The M548 is a sealed, reusable steel container approximately 17.5 inches in length with a tongue-and-groove gasketed lid retained by an external clamp. It is the standard packaging item for the M548 nomenclature line covering 105mm, 155mm and several legacy artillery propellant and projectile families, and is also approved for a range of small-calibre and 20mm cargo configurations. The container provides Hazard Class 1 storage compatibility, water-vapour seal performance to MIL-STD-129R, and stacking strength to support standard 463L pallet builds.
Analysis of Effects
Container availability is a frequently overlooked but binding constraint on ammunition delivery rate. Without certified packaging that meets the relevant Hazard Division (HD) and Compatibility Group (CG) labelling, transport classification, and Insensitive Munitions (IM) Stimulus Threat protection requirements, finished energetics cannot be moved from production lines into Government-Owned Government-Operated (GOGO) or Government-Owned Contractor-Operated (GOCO) magazines, and from there into theatre. Industry reporting through 2024 and 2025 highlighted M548 and related can shortages as a constraint on 155mm howitzer round throughput from the Holston Army Ammunition Plant and the Iowa, Scranton, and Lake City production network.
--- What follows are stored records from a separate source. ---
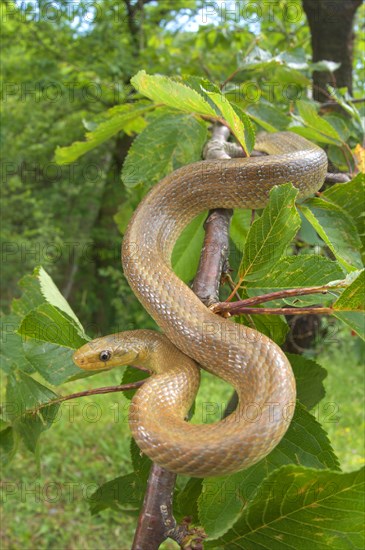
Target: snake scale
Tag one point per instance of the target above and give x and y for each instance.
(252, 363)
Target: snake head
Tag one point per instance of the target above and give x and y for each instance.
(105, 353)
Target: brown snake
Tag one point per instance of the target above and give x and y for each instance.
(252, 363)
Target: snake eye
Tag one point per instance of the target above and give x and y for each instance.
(105, 355)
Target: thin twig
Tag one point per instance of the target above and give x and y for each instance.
(156, 522)
(231, 307)
(313, 310)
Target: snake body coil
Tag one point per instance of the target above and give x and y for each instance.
(252, 363)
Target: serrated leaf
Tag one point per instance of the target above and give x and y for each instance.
(300, 271)
(353, 297)
(162, 89)
(299, 507)
(269, 117)
(186, 253)
(238, 122)
(312, 120)
(350, 197)
(12, 353)
(270, 234)
(24, 395)
(47, 323)
(337, 230)
(103, 132)
(168, 142)
(38, 289)
(309, 376)
(223, 499)
(239, 228)
(52, 361)
(354, 320)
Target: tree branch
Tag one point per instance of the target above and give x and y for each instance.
(156, 522)
(235, 308)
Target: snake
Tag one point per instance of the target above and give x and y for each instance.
(192, 336)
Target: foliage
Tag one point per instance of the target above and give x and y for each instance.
(319, 241)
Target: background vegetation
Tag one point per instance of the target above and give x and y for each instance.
(67, 70)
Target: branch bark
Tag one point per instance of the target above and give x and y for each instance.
(332, 37)
(156, 522)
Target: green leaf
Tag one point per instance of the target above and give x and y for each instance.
(337, 230)
(49, 324)
(168, 142)
(309, 376)
(312, 120)
(186, 253)
(24, 395)
(11, 352)
(350, 197)
(353, 297)
(47, 331)
(186, 503)
(223, 499)
(52, 361)
(162, 89)
(103, 132)
(300, 271)
(239, 123)
(355, 320)
(300, 507)
(269, 117)
(125, 491)
(7, 445)
(270, 234)
(38, 289)
(240, 226)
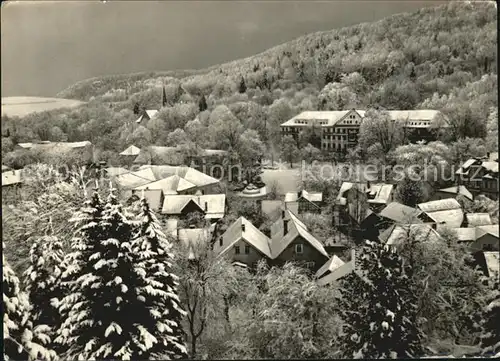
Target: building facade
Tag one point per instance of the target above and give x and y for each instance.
(340, 129)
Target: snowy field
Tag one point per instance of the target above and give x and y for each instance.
(22, 106)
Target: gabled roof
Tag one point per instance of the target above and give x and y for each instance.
(250, 235)
(439, 205)
(148, 114)
(271, 208)
(115, 171)
(452, 218)
(332, 264)
(311, 197)
(478, 219)
(11, 177)
(296, 228)
(152, 196)
(492, 229)
(400, 213)
(169, 185)
(465, 234)
(330, 117)
(191, 175)
(135, 179)
(132, 150)
(378, 193)
(216, 204)
(461, 189)
(396, 234)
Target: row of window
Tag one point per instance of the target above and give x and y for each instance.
(299, 249)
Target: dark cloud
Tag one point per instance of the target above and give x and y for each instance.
(47, 46)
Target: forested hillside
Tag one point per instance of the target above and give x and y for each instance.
(442, 58)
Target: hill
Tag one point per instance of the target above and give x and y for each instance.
(22, 106)
(441, 58)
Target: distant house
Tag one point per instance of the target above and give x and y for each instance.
(271, 208)
(159, 155)
(244, 243)
(212, 206)
(154, 197)
(306, 202)
(480, 176)
(444, 212)
(131, 151)
(453, 192)
(145, 116)
(477, 219)
(292, 241)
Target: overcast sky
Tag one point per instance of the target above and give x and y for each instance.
(48, 45)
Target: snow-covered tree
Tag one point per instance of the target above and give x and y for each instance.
(42, 281)
(490, 332)
(378, 307)
(20, 339)
(159, 291)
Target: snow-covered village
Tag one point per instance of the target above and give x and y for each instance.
(250, 180)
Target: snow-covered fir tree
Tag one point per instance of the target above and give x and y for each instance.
(378, 307)
(159, 292)
(20, 339)
(490, 329)
(42, 281)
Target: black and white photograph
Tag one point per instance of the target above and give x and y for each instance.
(249, 179)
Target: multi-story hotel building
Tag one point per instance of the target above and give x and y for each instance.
(339, 129)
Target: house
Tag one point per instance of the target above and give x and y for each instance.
(397, 234)
(444, 212)
(306, 202)
(159, 155)
(271, 208)
(477, 219)
(212, 206)
(244, 243)
(145, 116)
(339, 130)
(135, 179)
(452, 192)
(377, 195)
(194, 240)
(336, 269)
(292, 241)
(180, 180)
(154, 197)
(480, 176)
(131, 151)
(12, 178)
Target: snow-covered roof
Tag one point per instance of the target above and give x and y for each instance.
(478, 219)
(132, 150)
(249, 233)
(11, 177)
The contract structure - firm-fixed-price with economic price adjustment, multi-year, multi-bid - mirrors the broader US Army shift away from single-source ammunition packaging toward a competed, dual-sourced supplier model. The 2031 completion ceiling indicates a programme volume measured in hundreds of thousands of containers across the period of performance, although unit pricing and quantity breakdowns are not disclosed in the public bulletin entry.
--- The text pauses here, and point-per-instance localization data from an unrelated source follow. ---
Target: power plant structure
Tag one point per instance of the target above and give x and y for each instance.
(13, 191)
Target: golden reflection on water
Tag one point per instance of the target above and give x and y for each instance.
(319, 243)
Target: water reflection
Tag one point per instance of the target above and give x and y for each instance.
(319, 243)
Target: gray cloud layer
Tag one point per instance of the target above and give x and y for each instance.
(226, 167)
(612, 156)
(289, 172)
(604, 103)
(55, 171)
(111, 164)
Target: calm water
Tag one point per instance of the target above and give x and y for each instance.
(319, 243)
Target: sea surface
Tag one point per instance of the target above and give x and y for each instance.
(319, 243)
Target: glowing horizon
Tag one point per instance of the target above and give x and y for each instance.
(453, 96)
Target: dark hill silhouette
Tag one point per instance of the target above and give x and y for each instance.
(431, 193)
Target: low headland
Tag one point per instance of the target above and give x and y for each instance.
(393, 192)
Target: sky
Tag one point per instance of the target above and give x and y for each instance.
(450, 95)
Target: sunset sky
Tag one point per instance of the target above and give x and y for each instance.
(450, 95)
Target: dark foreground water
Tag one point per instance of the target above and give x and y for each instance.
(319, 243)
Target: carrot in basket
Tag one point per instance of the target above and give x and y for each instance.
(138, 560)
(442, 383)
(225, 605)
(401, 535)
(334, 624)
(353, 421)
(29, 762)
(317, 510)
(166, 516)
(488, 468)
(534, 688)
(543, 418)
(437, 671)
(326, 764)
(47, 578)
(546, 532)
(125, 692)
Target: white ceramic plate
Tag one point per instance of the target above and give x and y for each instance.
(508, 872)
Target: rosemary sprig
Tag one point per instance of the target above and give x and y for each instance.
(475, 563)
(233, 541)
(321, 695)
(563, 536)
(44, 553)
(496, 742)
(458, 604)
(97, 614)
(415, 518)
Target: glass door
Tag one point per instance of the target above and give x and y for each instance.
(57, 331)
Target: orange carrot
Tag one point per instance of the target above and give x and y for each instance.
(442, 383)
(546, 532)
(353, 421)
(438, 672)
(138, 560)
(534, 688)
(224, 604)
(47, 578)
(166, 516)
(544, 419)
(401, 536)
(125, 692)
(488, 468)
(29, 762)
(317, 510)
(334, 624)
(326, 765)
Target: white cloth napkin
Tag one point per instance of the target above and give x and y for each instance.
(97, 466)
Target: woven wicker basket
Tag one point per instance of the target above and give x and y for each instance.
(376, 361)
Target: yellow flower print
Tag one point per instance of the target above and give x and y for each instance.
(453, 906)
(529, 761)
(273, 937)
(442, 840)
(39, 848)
Personnel and Safety Considerations
For storage and transport personnel, the practical effects flow through three channels. First, container availability eases the pressure on packaging substitution - the practice of repackaging energetics into non-standard containers, which complicates Hazard Division marking, defeats Quantitative Distance (QD) calculations, and creates audit findings under DSA 03.OME (UK partners) or DDESB Technical Paper 14 (US users). Second, the M548 is a rebuild candidate after each round-trip; reconditioning yields and replacement triggers under Allied Ordnance Publication AOP-7 ammunition life-cycle frameworks should be considered when forecasting demand. Third, gasket integrity remains the limiting factor in long-term magazine storage at Net Explosive Quantity (NEQ) loadings; surveillance lots should be programmed alongside the new production runs.
Data Gaps
DATA GAP: unit price, total container quantity, planned mix between M548 variants and adjacent nomenclatures, allocation between artillery and small-calibre programmes, certification status against IM Sympathetic Reaction (SR) and Slow Cofook-off (SCO) test requirements when paired with current 155mm M795 and M1128 propellant configurations, and whether any portion is allocated to Foreign Military Sales (FMS) lots for NATO partner restocks.
AI-assisted technical assessment based on open-source material. Not a formal intelligence product. Source reliability: US Department of War contracts bulletin (A-1), US Army public affairs (A-2).